Julie and her new boyfriend, a funny, wonderful guy named Terry, would smack their heads.  Mark would wander over to commiserate with them, where they sat on Julie’s front porch, enjoying a brewski in the evening cool.

“What are we going to do with that cat?” one of them would say, but acceptance and vast affection swirled with the chagrin.

The neighborhood rodent population sank rapidly.  Squirrels became wary tree-toppers.  Bunnies poked their noses out to their own peril.  We never saw a chipmunk while Maxie roamed the streets.

**************
And then, their relationship having deepened and matured, Julie and Terry decided to throw their lots together and form a new household.  They would move to a home out in the country, surrounded by nature’s beauty.

“Max the mighty hunter will love THAT,” we agreed, a little sadly. We wondered, though, about Max’s tendency to hunt down people to talk with as well as rodents to terrorize.  We wondered about his love affair with Barbie and Ken.

But, just shy of Memorial Day, the UHaul pulled up, and Julie and Terry and Natalie and a vast and varied crew of helpers took Julie’s household apart and put it into the truck.  There was a pile of junk at the curb; there was a cat in Julie’s SUV. And there was Max, looking unhappy (Thought bubble: What the…????) in the front seat of Natalie’s jeep.

They waved, vigorously.

We waved back.

Silence fell into a little, lonely vacuum.

“I’m gonna MISS that cat,” said Mark sadly, as he turned to go into the house.  He paused.

“And Julie and Terry and Natalie, too,” he added, “of course.”

****************
Ann, who is very nice, moved in with her quiet teen-aged son, and the neighborhood settled into its post-Max persona.  Chipmunks returned to Normandy Drive, and the squirrels climbed down their trees and frolicked in the yards, boisterously.  The bunnies grew bolder; on Sunday, Mark and I stood by the window with our steaming morning beverages and watched two of them alternate clover-munching with a gleeful game of rabbit-run tag.

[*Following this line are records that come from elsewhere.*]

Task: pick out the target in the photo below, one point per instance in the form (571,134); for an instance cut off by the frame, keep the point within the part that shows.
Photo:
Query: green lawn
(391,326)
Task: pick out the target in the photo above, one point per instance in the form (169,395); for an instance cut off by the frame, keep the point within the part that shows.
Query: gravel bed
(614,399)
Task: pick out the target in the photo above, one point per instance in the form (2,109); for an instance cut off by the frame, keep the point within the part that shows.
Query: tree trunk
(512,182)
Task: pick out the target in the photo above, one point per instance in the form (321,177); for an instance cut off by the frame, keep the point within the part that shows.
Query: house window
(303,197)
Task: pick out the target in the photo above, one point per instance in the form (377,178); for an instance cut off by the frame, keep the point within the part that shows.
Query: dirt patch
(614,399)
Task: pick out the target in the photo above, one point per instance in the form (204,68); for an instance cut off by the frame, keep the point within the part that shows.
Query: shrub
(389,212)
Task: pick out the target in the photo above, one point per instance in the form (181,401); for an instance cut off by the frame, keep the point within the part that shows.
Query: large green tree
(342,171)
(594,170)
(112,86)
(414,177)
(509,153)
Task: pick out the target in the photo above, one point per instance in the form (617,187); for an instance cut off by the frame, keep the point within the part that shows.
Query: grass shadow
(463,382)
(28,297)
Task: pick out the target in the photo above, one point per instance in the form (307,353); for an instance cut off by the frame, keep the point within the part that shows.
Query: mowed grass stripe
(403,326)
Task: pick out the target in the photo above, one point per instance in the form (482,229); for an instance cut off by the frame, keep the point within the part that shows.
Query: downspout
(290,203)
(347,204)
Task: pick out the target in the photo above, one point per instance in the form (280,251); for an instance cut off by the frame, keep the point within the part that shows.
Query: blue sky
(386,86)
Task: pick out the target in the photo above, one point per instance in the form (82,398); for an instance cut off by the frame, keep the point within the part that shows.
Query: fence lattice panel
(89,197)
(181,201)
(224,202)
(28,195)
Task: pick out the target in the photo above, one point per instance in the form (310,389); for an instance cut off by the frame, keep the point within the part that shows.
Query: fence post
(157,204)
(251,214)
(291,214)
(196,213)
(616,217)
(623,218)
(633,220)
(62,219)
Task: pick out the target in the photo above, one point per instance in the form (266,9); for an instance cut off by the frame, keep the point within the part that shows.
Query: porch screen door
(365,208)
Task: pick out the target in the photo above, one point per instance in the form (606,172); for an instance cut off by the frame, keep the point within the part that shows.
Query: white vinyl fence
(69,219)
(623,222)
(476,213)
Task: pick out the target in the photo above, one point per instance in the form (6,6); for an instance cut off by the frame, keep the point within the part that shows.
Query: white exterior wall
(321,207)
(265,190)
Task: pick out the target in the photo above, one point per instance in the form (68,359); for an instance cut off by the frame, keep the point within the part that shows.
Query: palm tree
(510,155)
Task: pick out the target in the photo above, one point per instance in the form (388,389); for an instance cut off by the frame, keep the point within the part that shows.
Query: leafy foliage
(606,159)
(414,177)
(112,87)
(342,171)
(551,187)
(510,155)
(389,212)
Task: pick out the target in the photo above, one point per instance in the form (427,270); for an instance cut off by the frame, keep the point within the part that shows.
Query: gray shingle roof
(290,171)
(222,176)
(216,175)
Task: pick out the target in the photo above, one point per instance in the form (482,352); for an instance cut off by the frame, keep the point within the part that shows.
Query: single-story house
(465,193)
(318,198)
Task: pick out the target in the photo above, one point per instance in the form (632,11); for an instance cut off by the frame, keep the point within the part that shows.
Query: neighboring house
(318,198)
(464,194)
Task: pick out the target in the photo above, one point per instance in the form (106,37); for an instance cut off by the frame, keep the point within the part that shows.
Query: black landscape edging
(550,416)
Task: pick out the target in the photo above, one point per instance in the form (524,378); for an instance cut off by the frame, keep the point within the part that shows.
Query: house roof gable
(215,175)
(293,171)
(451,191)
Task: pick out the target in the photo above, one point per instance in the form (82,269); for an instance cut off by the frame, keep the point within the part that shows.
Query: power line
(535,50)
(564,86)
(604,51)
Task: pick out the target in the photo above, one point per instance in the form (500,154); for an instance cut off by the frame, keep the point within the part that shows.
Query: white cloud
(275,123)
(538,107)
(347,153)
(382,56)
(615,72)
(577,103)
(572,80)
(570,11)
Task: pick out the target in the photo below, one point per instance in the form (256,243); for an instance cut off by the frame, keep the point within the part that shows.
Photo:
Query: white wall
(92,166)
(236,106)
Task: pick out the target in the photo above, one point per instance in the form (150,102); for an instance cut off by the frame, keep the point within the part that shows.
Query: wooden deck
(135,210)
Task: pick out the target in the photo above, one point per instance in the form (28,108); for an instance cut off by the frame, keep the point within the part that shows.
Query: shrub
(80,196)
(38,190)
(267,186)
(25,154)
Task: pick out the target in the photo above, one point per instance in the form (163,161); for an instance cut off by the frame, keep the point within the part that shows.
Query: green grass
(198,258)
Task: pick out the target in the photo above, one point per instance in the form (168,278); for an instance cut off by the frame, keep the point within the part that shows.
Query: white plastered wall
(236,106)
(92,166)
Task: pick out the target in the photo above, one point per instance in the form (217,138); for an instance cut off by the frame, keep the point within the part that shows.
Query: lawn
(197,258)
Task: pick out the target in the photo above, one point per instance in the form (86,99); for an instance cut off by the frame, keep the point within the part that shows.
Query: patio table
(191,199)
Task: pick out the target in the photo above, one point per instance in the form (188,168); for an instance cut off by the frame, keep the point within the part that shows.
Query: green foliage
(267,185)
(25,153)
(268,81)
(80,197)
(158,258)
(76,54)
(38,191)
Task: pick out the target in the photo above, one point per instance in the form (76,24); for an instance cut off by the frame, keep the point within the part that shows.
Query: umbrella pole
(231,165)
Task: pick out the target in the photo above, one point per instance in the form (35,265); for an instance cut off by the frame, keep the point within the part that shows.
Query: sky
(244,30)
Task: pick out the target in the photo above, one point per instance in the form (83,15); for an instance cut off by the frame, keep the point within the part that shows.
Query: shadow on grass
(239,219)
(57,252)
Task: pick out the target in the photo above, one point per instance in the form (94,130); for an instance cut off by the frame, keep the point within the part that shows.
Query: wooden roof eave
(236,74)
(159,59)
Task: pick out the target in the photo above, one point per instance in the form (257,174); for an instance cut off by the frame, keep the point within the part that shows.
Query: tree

Later, I walked the dog, who snuffled in Shirley’s ivy and scared off a couple of tiny black-furred moles.

The rodents didn’t miss that cat. But everybody else did.

***************
And then this morning–the black cat on Ken and Barbie’s porch.  That nose, though, that smear of white…I pulled up a photo of Max, and we compared:

Head: check.
Bib: check:
Nose smear: UNcheck.

I walked out the back door to see if I could spy that kitty, and my eyes lit on the plastic bowl where I’d been soaking a white-paint brush in cold water.  The water was completely and thoroughly gone. I had a vision of a cat lapping up the water and rubbing his nose on the painty white brush.

“OH, my gawd,” I said.  “Mark!  Do you think he drank…?”  I ran to cross the street and check the cat–couldn’t ingesting latex paint make a kitty badly ill? But as I hurried out into the yard, Barbie’s white truck pulled out.  Inside, I was sure I could just see the swishing tip of a black tail, and a floating thought bubble that read, “REALLY?  Paint in my water bowl????”) I imagined him purring, reunited with his beloved Barbie. I imagined her driving him the five miles to Terry and Julie’s house, returning him to his family.

***************

By lunchtime, the rodent population of Normandy Drive had breathed a collective sigh of relief and were frolicking on the lawns.  But I wonder if they’re not a little premature.  That cat’s smart and he’s intrepid. I bet we haven’t seen the last of our friend Maxie.